Kidnapping people in a foreign land, detaining them without charge, having to present evidence against them or allowing them a chance to defend themselves and holding them indefinitely on the arbitrary whim of US authorities would normally be considered outrageous and un-American. After all, these were some of the objectionable tactics cited in America's own Declaration of Independence.

But as long as you give the detainees rice pilaf, it's perfectly acceptable to deny them their freedom (said breathlessly) without even the pretense of due process, the rule of law or any other kind of civilized justice.

But if detainees ARE indeed being treated so luxuriously (even putting aside gastronomy), one has to wonder why the US administration has been doing everything possible to prevent UN observers from visiting Guanatanamo. After all, if the UN folks tasted our orange glazed chicken, they might not be so 'anti-American'!

Yet the really interesting news come from Italy, whose government was one of our government's closest collaborators in the Iraq aggression. A few days ago, an Italian judge ordered the arrest of 13 CIA officers for secretly transporting a Muslim preacher from Italy to Egypt.

The officers are accused of kidnapping a Muslim preacher in Italy and sending him to the north African country where he was reportedly tortured (presumably with something stronger than steamed peas and mushrooms).

The US embassy in Rome and the CIA in Washington refused to deny the allegations.

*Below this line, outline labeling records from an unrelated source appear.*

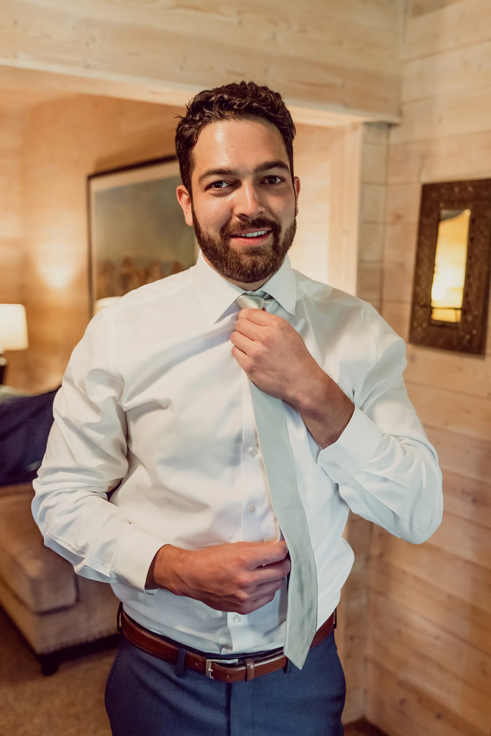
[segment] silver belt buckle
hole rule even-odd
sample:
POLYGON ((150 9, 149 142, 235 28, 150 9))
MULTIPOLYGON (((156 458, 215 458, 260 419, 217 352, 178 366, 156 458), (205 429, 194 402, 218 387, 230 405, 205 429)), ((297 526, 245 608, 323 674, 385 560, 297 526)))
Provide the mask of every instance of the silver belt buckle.
POLYGON ((214 679, 213 676, 213 670, 211 669, 211 665, 213 662, 217 662, 220 665, 238 665, 239 659, 207 659, 206 660, 206 668, 205 669, 205 674, 207 677, 214 679))
POLYGON ((220 659, 206 660, 206 669, 205 670, 205 674, 206 675, 207 677, 211 677, 212 680, 213 679, 213 670, 211 668, 211 665, 213 665, 213 662, 220 662, 220 661, 221 661, 220 659))

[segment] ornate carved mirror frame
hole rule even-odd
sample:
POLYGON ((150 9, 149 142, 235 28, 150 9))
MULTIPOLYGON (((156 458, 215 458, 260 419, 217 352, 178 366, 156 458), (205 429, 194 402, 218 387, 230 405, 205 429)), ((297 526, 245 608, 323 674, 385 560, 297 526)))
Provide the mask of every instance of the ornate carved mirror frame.
POLYGON ((413 286, 409 342, 482 355, 486 346, 491 265, 491 179, 425 184, 413 286), (445 210, 470 210, 459 321, 433 318, 439 226, 445 210))

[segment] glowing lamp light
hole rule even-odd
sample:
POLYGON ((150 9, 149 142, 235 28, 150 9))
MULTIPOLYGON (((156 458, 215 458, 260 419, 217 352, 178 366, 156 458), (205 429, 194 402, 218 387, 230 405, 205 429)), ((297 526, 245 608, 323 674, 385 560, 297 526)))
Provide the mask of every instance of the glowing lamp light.
POLYGON ((0 384, 7 370, 4 350, 25 350, 29 347, 26 308, 22 304, 0 304, 0 384))
POLYGON ((23 304, 0 304, 0 353, 27 347, 26 308, 23 304))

First off, this is an example of how the Bush administration spits its allies... even on those who backed it to the hilt on the Iraq aggression.

This isn't exactly unprecedented, however. Only last week, the administration was accused of lying to the British government, its closest ally, over the use of Napalm in Iraq. So much for the vaunted 'special relationship.'

Normally, the Bush administration could've asked Italy to extradite the preacher to Egypt. Except that would've required the much-detested due process and European countries are usually hesistant to send suspects to countries that practice torture or the death penalty.

What's interesting is this. Kidnapping is one of the most common tactics commonly used by terrorists. So does that make the CIA agents terrorists?

Italy could've simply thrown the CIA agents in prison without trial, charge or evidence and call them... well... I'm sure the Italians could've come up with some scary sounding classification for them. They could've then kept the agents in detention indefinitely, perhaps even force feeding them fresh fruit grupe, until the Italian government felt like doing something with them.

Italy could've done that, according to Bushian logic, but it didn't. The alleged CIA kidnappers were charged through Italy's regular justice system.

Nevertheless, don't be surprised if a less friendly country invents some kanagaroo procedure to deal with American POWs (or whatever classification is invented instead) while cleverly citing the precedent of our commander-in-chief.